This will not be my personal statement, however

August 10, 2008 at 11:26 am | Posted in neurosurgery | Leave a comment

I must be crazy.

Can you believe I actually miss being a surgery resident? What is wrong with me?

From a slacker perspective, how can anyone complain about being paid six figures to count by fives, answer crazy questions and check other people’s work? I did this for so many years, I hardly even have to think about it anymore. And yet, I can’t help thinking that if I’m going to stand for eight to twelve hours straight, I’d rather be a surgeon–even a resident at the bottom of the totem pole making 1/10th of my current hourly wage.

I realized this yesterday, as I was talking to the other pharmacist at the store where I was working. She had recently had an abdominal surgery, and was talking about how the recovery had gone. Up till that point, I had been wondering in the back of my mind whether I ought to just give up on the idea of continuing my residency. It’s certainly the path of least resistance. But then it hit me: any kind of surgery–even an abdominal operation, God help me–is more interesting than the study of medications and their storage, preparation, usage and effects. Although when it comes to abdominal operations, it is a fairly close call.

It’s not that I dislike my job, or anything.
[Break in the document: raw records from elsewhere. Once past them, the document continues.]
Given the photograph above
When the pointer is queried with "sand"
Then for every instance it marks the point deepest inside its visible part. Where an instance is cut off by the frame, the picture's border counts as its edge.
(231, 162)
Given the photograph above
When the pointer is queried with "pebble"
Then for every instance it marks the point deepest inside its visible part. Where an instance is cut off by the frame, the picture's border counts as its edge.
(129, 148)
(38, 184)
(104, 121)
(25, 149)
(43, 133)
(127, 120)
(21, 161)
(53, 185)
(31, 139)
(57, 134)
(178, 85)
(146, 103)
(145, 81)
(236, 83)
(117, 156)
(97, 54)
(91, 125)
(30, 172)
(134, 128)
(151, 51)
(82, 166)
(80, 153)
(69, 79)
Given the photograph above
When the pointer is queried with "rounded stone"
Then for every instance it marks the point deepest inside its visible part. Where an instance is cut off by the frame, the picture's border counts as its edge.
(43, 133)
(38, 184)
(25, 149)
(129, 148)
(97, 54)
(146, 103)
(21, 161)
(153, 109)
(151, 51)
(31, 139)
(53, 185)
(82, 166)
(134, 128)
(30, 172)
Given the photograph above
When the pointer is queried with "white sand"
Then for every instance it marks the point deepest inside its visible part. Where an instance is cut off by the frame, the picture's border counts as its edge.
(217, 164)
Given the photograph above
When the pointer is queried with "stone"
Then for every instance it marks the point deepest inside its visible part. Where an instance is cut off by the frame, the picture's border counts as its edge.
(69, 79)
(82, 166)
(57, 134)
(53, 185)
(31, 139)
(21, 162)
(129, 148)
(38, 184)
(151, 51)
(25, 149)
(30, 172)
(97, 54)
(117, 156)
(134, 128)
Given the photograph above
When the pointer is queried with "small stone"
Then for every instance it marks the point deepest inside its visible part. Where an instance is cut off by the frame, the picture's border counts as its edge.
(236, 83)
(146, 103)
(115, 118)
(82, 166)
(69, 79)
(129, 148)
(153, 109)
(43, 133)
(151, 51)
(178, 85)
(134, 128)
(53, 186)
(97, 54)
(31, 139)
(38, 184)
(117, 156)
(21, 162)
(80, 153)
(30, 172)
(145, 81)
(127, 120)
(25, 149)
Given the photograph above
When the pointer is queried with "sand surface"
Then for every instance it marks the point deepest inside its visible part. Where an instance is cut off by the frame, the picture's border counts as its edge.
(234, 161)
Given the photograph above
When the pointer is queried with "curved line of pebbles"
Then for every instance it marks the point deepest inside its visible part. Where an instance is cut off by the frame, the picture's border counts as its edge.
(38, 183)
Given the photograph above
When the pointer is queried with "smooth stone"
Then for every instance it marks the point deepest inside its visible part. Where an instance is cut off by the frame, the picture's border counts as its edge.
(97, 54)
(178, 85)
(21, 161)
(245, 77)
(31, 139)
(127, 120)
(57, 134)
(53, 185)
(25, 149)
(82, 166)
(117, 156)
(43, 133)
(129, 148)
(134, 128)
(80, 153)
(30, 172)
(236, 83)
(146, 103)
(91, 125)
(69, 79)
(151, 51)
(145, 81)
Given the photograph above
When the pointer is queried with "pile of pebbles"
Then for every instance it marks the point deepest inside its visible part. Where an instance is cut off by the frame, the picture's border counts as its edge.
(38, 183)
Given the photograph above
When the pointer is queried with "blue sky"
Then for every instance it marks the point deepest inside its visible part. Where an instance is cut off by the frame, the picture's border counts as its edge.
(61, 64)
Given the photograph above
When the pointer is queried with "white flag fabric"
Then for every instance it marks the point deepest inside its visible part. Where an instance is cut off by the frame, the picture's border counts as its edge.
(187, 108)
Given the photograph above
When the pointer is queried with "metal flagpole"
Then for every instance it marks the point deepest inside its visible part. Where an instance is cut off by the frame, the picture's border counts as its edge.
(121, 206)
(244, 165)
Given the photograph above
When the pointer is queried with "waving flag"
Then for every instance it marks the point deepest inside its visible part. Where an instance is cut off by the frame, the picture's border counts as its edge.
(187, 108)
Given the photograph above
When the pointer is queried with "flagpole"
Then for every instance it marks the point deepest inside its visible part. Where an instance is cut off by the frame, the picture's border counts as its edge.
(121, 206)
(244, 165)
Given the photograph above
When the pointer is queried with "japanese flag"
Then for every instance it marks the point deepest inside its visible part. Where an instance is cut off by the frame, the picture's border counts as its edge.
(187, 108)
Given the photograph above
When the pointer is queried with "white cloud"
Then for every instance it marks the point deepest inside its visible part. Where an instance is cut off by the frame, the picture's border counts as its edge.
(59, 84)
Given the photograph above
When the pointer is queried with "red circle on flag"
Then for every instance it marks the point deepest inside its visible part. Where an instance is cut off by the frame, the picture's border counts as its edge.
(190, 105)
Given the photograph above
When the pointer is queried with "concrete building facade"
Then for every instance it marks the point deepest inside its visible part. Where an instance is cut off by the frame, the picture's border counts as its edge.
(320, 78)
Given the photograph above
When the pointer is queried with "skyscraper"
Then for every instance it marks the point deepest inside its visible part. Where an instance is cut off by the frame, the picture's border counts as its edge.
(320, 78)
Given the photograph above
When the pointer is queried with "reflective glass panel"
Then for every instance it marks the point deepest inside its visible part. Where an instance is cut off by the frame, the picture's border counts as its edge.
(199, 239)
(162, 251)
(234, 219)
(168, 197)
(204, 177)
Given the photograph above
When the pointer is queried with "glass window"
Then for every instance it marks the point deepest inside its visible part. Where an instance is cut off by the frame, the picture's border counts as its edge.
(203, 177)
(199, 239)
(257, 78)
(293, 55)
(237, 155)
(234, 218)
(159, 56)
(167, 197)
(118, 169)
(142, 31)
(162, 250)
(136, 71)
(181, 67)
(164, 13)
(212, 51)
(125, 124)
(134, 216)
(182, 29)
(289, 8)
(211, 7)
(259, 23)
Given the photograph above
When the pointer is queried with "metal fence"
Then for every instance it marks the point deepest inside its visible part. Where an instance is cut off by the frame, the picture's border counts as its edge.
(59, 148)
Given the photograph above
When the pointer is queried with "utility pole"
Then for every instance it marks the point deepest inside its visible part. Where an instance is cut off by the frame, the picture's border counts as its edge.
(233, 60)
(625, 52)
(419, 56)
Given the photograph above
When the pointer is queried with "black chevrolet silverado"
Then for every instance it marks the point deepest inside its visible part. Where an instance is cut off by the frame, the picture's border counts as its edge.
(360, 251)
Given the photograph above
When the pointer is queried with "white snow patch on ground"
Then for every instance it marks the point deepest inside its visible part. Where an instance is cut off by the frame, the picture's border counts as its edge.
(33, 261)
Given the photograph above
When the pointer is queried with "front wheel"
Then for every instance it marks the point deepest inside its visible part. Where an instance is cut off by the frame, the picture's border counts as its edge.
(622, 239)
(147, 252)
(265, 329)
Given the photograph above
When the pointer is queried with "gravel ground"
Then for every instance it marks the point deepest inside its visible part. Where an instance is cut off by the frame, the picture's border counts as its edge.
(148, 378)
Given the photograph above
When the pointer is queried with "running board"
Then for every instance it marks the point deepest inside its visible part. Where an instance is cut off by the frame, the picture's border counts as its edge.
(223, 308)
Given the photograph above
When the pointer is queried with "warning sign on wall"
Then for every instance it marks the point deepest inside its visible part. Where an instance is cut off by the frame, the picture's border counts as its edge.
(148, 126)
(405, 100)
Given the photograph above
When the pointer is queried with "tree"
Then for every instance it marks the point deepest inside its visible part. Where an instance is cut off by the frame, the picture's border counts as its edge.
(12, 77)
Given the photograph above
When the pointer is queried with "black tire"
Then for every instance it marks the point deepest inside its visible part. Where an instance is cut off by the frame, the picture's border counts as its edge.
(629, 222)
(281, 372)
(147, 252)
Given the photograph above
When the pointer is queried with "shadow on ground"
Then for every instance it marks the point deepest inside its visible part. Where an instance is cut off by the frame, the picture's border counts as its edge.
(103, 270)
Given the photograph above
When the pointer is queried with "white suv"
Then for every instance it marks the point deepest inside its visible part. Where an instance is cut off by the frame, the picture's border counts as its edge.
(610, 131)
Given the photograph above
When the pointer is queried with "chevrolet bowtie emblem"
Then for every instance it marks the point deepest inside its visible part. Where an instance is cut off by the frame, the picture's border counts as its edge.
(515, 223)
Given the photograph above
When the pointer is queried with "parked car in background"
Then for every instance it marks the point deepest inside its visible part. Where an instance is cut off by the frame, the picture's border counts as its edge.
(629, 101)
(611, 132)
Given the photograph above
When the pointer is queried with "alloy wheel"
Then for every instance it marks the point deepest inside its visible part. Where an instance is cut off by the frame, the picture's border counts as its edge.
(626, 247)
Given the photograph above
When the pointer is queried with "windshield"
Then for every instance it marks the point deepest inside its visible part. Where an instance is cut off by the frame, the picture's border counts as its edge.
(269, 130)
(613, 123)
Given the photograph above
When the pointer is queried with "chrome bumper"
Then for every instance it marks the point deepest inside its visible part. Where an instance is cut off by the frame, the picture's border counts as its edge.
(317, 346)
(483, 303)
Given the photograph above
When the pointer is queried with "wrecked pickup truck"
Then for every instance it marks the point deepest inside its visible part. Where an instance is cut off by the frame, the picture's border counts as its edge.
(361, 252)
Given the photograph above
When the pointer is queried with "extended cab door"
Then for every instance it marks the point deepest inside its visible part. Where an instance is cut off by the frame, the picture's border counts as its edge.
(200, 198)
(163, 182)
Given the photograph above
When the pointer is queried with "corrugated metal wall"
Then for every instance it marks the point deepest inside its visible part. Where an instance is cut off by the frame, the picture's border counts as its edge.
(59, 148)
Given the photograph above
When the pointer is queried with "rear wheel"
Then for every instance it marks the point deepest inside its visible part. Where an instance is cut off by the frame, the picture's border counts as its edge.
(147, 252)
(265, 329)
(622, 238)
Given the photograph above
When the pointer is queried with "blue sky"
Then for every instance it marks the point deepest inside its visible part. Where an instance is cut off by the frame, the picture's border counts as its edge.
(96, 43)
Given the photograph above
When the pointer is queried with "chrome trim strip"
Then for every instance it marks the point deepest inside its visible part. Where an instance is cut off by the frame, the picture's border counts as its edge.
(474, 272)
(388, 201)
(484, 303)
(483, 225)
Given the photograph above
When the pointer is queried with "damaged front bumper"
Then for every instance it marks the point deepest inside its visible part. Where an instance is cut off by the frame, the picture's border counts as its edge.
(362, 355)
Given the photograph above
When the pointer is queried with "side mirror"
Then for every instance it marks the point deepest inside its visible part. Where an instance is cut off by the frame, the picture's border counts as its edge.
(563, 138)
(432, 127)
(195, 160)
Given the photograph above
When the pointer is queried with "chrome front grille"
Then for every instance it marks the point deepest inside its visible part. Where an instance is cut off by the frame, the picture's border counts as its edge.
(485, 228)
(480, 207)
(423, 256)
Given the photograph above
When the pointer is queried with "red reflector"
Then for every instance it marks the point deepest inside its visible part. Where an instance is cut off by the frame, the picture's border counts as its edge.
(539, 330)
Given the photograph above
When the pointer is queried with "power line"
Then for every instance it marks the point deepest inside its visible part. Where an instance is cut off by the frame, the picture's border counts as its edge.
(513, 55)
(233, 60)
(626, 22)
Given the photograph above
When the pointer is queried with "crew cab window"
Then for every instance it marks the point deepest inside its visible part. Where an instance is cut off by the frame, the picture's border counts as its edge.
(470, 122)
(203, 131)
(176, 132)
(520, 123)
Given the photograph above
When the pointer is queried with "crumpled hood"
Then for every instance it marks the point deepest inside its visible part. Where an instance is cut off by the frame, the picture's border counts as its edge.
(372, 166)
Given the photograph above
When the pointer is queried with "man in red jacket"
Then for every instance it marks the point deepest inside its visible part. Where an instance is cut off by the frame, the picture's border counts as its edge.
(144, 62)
In fact, it seems that even retail pharmacists get breaks and lunches these days. So thus far, it certainly hasn’t been the hellish environment I remember. But it’s just a job. And I do know how to enjoy having time and money to spend. (I still don’t have any yet, because I had to mail my first paycheck to my bank, which only has one branch office. In Texas.) There are places I’d like to go, friends I’d like to see, things I’d like to buy.

But I don’t enjoy any of those things as much as like being in the O.R., fixing something that’s gone dreadfully wrong with someone’s body. Preferably their brain. Or spine.

Like I said, crazy.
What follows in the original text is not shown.